Scoop Jackson’s campaign assistant was a young Democrat named Richard Perle. Other young Democrats who worked for him included Paul Wolfowitz, Elliott Abrams, Douglas Feith, Charles Horner, and Ben Wattenberg. The politicians who’ve cited Senator Jackson as an influence include Joe Lieberman, Jeane Kirkpatrick, Daniel Patrick Moynihan, Jane Harman, and R. James Woolsey.

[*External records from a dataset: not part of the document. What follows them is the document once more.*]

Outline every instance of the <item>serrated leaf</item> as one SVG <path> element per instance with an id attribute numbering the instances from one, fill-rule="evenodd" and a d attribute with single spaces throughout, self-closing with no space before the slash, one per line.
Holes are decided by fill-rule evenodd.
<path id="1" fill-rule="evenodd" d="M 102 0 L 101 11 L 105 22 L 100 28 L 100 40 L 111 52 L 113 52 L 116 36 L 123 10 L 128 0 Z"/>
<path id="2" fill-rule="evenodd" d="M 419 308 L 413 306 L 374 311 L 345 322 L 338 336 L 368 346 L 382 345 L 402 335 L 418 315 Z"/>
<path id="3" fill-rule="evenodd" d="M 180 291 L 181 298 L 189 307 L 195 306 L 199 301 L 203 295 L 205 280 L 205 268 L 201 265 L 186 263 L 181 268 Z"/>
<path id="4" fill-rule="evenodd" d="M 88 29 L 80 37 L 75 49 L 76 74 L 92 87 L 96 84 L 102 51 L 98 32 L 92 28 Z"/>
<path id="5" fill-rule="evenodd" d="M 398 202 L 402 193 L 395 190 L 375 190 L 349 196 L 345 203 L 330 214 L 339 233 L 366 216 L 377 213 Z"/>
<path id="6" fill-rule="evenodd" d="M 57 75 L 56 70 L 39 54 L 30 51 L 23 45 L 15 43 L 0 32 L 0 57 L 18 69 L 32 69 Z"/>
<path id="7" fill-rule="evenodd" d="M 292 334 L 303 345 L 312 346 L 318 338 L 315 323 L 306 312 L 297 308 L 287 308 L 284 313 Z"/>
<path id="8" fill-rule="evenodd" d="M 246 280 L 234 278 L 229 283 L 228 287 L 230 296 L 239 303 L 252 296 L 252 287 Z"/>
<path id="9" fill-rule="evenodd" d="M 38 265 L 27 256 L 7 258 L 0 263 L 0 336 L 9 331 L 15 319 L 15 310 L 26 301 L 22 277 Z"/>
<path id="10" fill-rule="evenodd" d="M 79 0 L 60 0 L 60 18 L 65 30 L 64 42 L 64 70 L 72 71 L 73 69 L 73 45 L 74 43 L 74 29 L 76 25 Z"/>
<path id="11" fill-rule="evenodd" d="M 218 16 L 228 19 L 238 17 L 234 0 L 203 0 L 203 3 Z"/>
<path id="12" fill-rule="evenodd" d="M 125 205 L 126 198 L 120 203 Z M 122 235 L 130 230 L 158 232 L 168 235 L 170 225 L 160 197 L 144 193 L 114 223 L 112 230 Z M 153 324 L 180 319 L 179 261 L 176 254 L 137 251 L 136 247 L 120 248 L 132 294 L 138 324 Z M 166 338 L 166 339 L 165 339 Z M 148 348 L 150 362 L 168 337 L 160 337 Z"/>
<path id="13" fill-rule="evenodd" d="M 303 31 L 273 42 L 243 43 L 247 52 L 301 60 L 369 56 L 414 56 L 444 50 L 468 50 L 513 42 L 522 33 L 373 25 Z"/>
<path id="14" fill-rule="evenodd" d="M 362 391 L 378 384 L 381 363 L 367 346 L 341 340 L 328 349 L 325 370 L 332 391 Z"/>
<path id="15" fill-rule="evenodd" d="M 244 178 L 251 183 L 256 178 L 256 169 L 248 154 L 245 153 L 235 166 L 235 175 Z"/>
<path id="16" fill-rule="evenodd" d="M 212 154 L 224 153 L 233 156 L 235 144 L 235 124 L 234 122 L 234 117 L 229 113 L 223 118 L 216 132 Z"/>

Scoop Jackson is the patron saint of neo-conservatism. And because the Democratic party chose defeat rather than the victory of an ideologically compromised candidate, the neoconservatives of Scoop Jackson’s office decamped to the Republican side. These ‘Scoop Jackson Democrats’ learned a foully wrong lesson. Because of the Democratic party’s insistence on ideological purity, the Jackson Democrats saw their party as weak and mendacious. And because their hero was spurned for being too strong, they decamped to the American party which made a religion of strength. Their philosophy was mid-twentieth century American liberalism perverted into a tool to aid the goals of the delusional  and corrupt. By decamping, most of these neoconservatives demonstrated neither Jackson’s commitment to social progress nor his realism when it came to dealing with true conservatives.  When Ronald Reagan approached Jackson for a presidential endorsement in exchange for a cabinet post, Jackson refused: “My mind is still with The New Deal.”